One of the earliest bonds issued in China     One of first bonds issued in China

 

My last two posts have elicited an unusual amount of feedback. The posts deal with the underhandedness, deceit, negligence and shameless greed of so many of the advisors, lawyers and investment bankers doing IPOs of Chinese companies outside China. 

It’s always nice to get mail. Well, mostly. A lot of the comments and emails were complimentary. But, probably half of the email traffic came from various ethically-challenged financial advisors, brokers, lawyers and fixers asking to work with me on their different China IPO schemes. All of them were, from what I could tell, the sort of transactions I railed against in my recent posts – particularly OTCBB listings, reverse mergers. In other words, the same people I would like to see neutered wrote to see if I wanted to go whoring around with them. 

I even got invited to a reverse merger conference in Las Vegas — hard to decide which part I’d least prefer, the conference or the setting.

In one sense, this is more than a little depressing. Either these guys hadn’t understood what I wrote, or figured I would be a useful shill for them somehow: “Look, we even convinced that guy Fuhrman who criticized OTCBB listings to get in on the game.” If so, they seriously miscalculated. 

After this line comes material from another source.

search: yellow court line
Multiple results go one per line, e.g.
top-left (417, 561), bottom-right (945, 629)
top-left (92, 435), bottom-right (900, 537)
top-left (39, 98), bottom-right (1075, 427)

There is another, more hopeful explanation for these wildly off-target emails. I know that times have gotten very tough for this whole crowd who made all the money wrecking what were often quite promising Chinese SME companies by convincing them to do bad IPO deals. The stock market, of course, is still limping, and most IPO activity (both the good and the debased) has all but dried up. 

Perhaps, then,  these emails to me are a last dying gasp, a tangible sign that the low practices that flourished over the last ten years are doomed. That would be great news, that bad advisors are contacting me as a last resort, because they’ve tried everything else and failed to revive a once-lucrative franchise fleecing good Chinese companies. 

You know what they say about things that sound too good to be true… We’ll see. 

For the record, as well as for those who may harbor any lingering hope I might be able to revive their business doing OTCBB listings or reverse mergers, I wanted to set out, clearly, what it is we do:

  • We only work with some of China’s best, fully-private SME
  • We only work with them on the basis of a long-term partnership, and we will only succeed financially, as a firm, if our SME clients do so. To assure this is the case, we take a significant part of our fees in shares that are likely to be illiquid for 3-5 years
  • We focus on raising our SME clients pre-IPO capital from any of the 50 or so Top Tier Private Equity firms active in China, and providing other financial advisory services over the longer-term, including subsequent capital-raisings, M&A work
  • In most cases, our clients will remain private for at least 2-3 years from the time we begin working with them
  • We are never involved in any kind of “rush to market” IPO, or any deal involving an OTCBB listing, reverse merger, SPAC, PIPEs

Now, I can imagine what a few of my recent email correspondents must be thinking, “What a dope. Why would anyone bother with this ‘high integrity’ stuff when you can make a fortune pushing Chinese companies through the IPO meat grinder?” 

That sort of approach, of grabbing fees while mutilating your client,  is so far removed from what I built China First Capital to do that it’s like asking a ballerina to enter a demolition derby. I’m lucky (or crazy, take your pick), but I didn’t start CFC with the primary motive of making money. I started it for three reasons:

(1) to have a chance, after achieving some career success elsewhere, to give something back to China, a country that’s been the deep and abiding love of mine since I was a little boy;  (2) to work alongside world-class founder/entrepreneurs, and help them get the financing they need to go farther and faster, and so become industry leaders in China over the next 10-20 years; and (3) to provide Chinese SMEs with at least one alternative to the sort of noxious advisory firms that have preyed on them for over 10 years. 

It’s demanding work. We refuse to cut corners, or get involved with a deal because there’s easy money to be made. We view our clients as our partners, not as a meal ticket.  In all these ways, I know I come from a different planet than the guys who arrange OTCBB deals, reverse mergers, or other quickie IPOs.

There’s another difference: I feel profoundly lucky every day to do what I get to do. I doubt they do.